Back then in Spanky’s wildest dreams, he never could have imagined that Ma had those girls. That Scott Monroe’s daughters, the ones the whole world was looking for and praying for, were locked up in Ma’s basement? What a fucking piece of work. Now all he had to do was take advantage of her fucking craziness.

When they’d taken off with the remaining kid, he figured it’d be easy, but he still didn’t have a good plan. With Ma snoring on the opposite side of the house with Precious tied in beside her, he could finally think. In the car she’d been yapping the whole way about the kid suffocating. And once he decided where to send the note — or should it be a phone call — where would he tell them to put the money? Of course, it had to be cash. He had his stash with him: $34,350. Money that he’d skimmed off the top of his trucking contracts. More money than he knew what to do with even without the two hundred grand.

Before the Monroe kid popped onto his radar screen, Spanky had developed his own long-term plan. He was sick and tired of running
his rig up and down I-75, that ribbon of concrete, crowded with asshole drivers. Once he had enough money, his plan had been to cross the border into Canada by way of the Upper Peninsula, somewhere near Sault Ste. Marie. From there, he’d make his way north and west to Alaska. He’d head to the rough, remote territory north of Fairbanks, where nobody could find him. He’d pay cash for his patch of wilderness and live off the land, hunting his meat, fishing in the pristine streams. He couldn’t stifle a chuckle. Add the ransom money to his stash, he’d be comfortable for life. Wouldn’t have to take no shit from no one. And even better, just the thought of Precious made his blood tingle with anticipation.

When Spanky first came up with his Alaska plan, he hadn’t been sure whether Ma would go with him. He’d figured that when she heard she’d have to live in a cabin in the wilderness, maybe she’d decide to keep on working in the assembly plant. But now, with the kid, Ma was in like Flynn.

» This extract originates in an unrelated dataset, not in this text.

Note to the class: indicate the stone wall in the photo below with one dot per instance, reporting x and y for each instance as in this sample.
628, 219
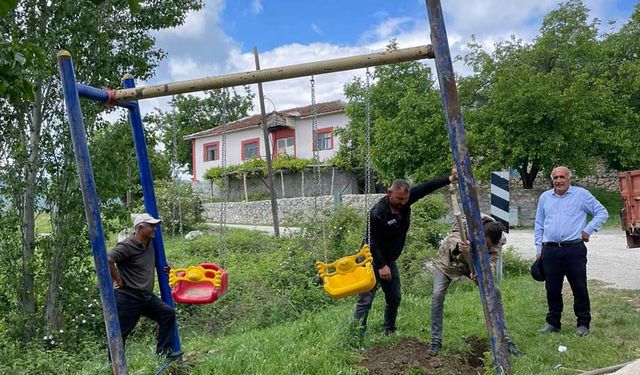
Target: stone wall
292, 210
287, 185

Spanky had no one he could trust as an accomplice. Should he get Ma and Precious to Canada first, and then come back and arrange the ransom drop somewhere? How best to do that with the cops looking for him once they found the other triplet? Not daring to risk crossing the Mackinac Bridge, he decided to steal a boat, cross Lake Michigan, and hang out at a campsite he knew.

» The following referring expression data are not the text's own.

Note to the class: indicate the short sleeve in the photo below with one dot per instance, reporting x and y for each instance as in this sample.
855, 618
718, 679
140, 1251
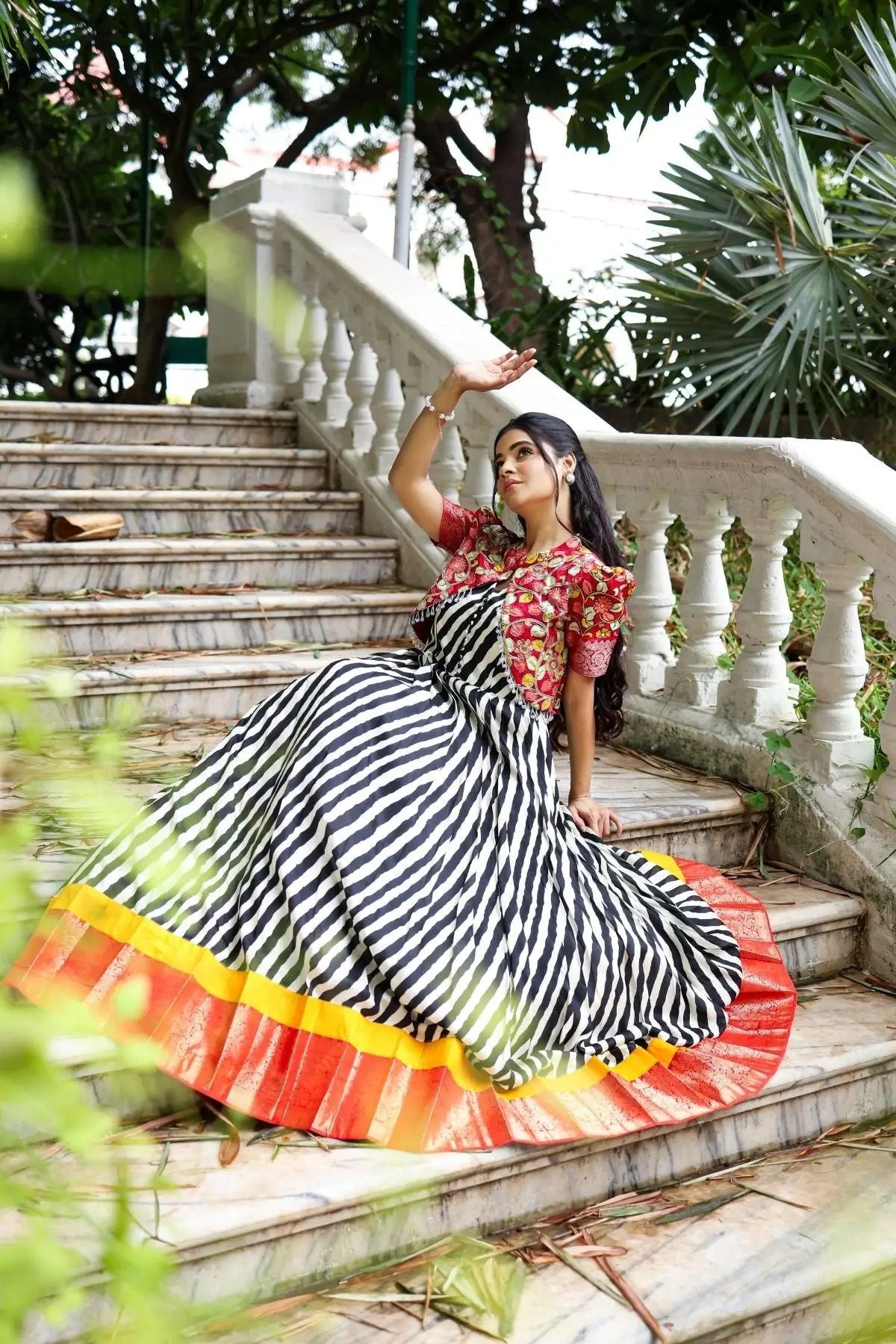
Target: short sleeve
454, 526
597, 612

The way things were working out, he’d have his dream life in Alaska, be able to take care of Ma, have Precious for himself, and more money than he ever dreamed. But first, he had to figure a way to get the money.

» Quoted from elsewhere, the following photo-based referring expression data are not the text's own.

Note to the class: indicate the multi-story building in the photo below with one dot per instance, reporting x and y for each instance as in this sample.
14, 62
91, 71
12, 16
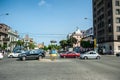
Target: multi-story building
106, 22
3, 35
13, 36
89, 34
78, 34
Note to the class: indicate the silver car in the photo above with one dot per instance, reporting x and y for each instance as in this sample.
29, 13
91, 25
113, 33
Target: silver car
89, 55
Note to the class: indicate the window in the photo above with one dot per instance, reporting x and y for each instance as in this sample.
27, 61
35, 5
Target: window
117, 11
117, 3
118, 37
117, 20
118, 47
118, 29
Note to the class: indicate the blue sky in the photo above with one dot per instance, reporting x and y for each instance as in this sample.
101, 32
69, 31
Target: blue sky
39, 18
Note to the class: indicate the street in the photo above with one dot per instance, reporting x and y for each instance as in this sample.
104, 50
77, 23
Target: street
107, 68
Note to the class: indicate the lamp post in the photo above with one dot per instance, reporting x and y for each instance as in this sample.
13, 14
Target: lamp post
94, 40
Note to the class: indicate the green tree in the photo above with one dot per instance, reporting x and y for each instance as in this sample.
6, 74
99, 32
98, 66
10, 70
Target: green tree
20, 43
45, 48
71, 41
31, 45
86, 44
63, 43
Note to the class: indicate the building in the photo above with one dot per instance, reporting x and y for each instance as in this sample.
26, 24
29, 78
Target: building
27, 40
78, 34
4, 35
89, 35
106, 22
13, 37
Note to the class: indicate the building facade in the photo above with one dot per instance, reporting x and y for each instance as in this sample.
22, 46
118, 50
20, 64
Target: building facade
3, 35
13, 37
78, 34
89, 35
106, 22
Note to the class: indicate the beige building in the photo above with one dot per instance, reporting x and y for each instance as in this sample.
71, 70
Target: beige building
3, 35
78, 34
106, 22
13, 36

Unable to sleep, he got up, deciding to ditch the car in that swamp Ma pointed out. He couldn’t be too careful. He had to be crafty. He thumped his head with his fists. He had to figure out a plan.

CHAPTER 48

Monroe Girls Spirited Out of House in Holly, Michigan.
— National News, Saturday morning, June 20

Sammie woke up to her own screams. She was trapped in a dark, stinky hole, things crawling on her skin, in her hair. “Mom,” she screamed, “get me out of here!”

She was afraid to open her eyes. But if she didn’t, how could she make the dream go away, get out of bed, go down the hall, and crawl in bed next to Mom. Then she remembered. She and Alex were still locked up in Maggie’s basement. Okay, she would just go lay down next to Alex, not wanting to wake up her sister or to let Alex know how scared she was.